In his talk, Matthew related the SDGs to another set of UN goals, the Millennium Development Goals (MDGs) set in 2000. Some MDG achievements are impressive: for example, during 2000–2015, the amount of people living in extreme poverty decreased by nearly a half. At the same time, the MDG experience revealed various issues. Many of them were political obstacles, but on the other hand there were outstanding statistical challenges along the way. For instance, it was only in 2014 that the number of observations for some indicators exceeded 16 for the majority of countries. In addition, some developed countries such as the UK have a “leave no one behind” policy. Under this policy, collected data should include information about every group of people in the area or survey where the survey is conducted. No segregated community should be failing to meet the Global Goals.

Giving his concluding remarks, Matthew emphasised the importance of global partnership, which has not lost its role in a world of advanced statistical methods and increasing amounts of collected data. How do we write a summary of 200 different indicators? How can one exploit the results on the national and global scales? How can we control for attempts by certain governments to game the system? How do we know that everything possible is being done in order to achieve SDGs in societies where many indicators are improving anyway, regardless of policies undertaken? These and many other issues can be resolved only through worldwide collaboration of governments and internationals organisations.

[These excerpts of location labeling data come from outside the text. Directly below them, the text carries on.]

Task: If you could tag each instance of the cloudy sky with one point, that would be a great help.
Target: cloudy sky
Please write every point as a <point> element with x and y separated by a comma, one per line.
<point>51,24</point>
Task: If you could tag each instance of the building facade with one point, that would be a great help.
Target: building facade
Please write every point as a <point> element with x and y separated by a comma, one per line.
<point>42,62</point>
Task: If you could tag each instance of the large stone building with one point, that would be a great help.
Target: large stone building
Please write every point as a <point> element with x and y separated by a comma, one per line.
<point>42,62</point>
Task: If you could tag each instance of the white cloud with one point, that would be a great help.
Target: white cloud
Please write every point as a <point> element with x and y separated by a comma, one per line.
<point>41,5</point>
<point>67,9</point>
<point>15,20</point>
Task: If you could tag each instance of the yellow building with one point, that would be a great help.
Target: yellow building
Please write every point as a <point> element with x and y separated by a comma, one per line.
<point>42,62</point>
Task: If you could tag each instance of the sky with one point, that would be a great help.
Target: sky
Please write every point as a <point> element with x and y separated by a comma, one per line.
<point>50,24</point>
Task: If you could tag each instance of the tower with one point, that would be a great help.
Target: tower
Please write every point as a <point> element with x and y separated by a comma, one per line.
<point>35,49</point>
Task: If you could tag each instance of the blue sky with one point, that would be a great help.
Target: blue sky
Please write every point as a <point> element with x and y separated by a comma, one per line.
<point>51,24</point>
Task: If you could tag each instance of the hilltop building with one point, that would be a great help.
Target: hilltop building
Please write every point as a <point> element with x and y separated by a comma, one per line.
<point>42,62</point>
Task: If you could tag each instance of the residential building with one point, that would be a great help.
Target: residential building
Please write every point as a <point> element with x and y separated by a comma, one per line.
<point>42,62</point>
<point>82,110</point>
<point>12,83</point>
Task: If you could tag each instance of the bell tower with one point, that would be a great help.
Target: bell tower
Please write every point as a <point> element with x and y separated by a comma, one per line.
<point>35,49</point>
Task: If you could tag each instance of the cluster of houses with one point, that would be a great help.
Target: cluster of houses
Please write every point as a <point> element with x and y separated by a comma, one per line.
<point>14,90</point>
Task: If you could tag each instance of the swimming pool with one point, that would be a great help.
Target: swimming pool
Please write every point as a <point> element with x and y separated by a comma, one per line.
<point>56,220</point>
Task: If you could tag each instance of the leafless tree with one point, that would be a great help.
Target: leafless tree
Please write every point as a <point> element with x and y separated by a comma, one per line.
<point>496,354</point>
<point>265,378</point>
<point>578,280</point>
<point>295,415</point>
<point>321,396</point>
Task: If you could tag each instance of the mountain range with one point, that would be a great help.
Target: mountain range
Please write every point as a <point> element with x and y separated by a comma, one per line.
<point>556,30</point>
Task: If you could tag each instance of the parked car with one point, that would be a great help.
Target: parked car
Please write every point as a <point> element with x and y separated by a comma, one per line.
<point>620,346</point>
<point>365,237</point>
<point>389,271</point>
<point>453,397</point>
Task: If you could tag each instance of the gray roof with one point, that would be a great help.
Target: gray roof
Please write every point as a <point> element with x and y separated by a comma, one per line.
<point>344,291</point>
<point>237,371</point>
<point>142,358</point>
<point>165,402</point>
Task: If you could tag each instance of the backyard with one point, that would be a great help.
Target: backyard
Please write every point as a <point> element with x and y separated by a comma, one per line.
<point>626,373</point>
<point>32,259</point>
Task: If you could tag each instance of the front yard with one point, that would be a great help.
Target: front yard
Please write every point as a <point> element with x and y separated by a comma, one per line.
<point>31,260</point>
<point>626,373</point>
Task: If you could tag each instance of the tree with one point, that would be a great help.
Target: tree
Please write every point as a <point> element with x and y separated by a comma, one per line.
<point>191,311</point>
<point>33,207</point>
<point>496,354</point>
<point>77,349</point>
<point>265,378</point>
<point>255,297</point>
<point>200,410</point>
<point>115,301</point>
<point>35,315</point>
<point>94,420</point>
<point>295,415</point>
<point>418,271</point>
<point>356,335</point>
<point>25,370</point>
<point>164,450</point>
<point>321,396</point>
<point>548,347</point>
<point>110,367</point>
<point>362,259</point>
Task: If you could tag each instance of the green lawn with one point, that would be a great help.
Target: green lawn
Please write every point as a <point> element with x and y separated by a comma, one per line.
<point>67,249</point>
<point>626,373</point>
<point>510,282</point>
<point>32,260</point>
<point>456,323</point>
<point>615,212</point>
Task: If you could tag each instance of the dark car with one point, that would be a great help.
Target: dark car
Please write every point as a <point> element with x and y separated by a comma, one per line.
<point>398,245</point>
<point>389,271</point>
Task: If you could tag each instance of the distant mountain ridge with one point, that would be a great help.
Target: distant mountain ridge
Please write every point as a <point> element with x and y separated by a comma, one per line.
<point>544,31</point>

Thursday 9th March 2017, University of Warwick

Talk summary by Cyril Chimisov (Warwick)

The Arctic tragedy of the Franklin expedition of 1845: statistical and forensic insights

Professor Keith Millar, University of Glasgow

Keith's talk shared the story of a national tragedy: the disastrous 1845 Royal Navy expedition by Captain Sir John Franklin to discover a North-West Passage through the Canadian Arctic. Just decades before Scott's ill-fated Antarctic journey, the Franklin expedition resulted in the deaths of 129 men, though it is a tale perhaps less well-remembered by the public today.

In the mid-19th century, the Arctic was uncharted and unknown. Sir John Barrow, 2nd secretary to the Admiralty, made it his life's work to discover a North-West Passage, which would greatly shorten journey times for shipping. Captain Sir John Franklin was greatly respected at the time, famous as "the man who ate his boots" on an earlier expedition. Two steam auxiliaries, HMS Erebus and HMS Terror set sail on 19 May 1845. They were last sighted in July 1845. Nothing more was heard from the expedition for the next five years.

The Admiralty, facing growing pressure from Lady Franklin, Parliament and the media, eventually offered a £20,000 reward and dispatched several search parties. In 1850, it was discovered that the expedition had wintered on Beechey Island in 1845–46, leaving behind the graves of three crewmen who had succumbed to tuberculosis. It was not until 1854 that Dr John Rae returned from the Arctic with grim news: the entire expedition was lost, and there were even signs the crew had resorted to cannibalism. A note found on King William Island in 1859 revealed the ships had become trapped in ice, and abandoned, with Franklin himself dying on 11 June 1847. It is assumed that all of the crew perished by the winter of 1848.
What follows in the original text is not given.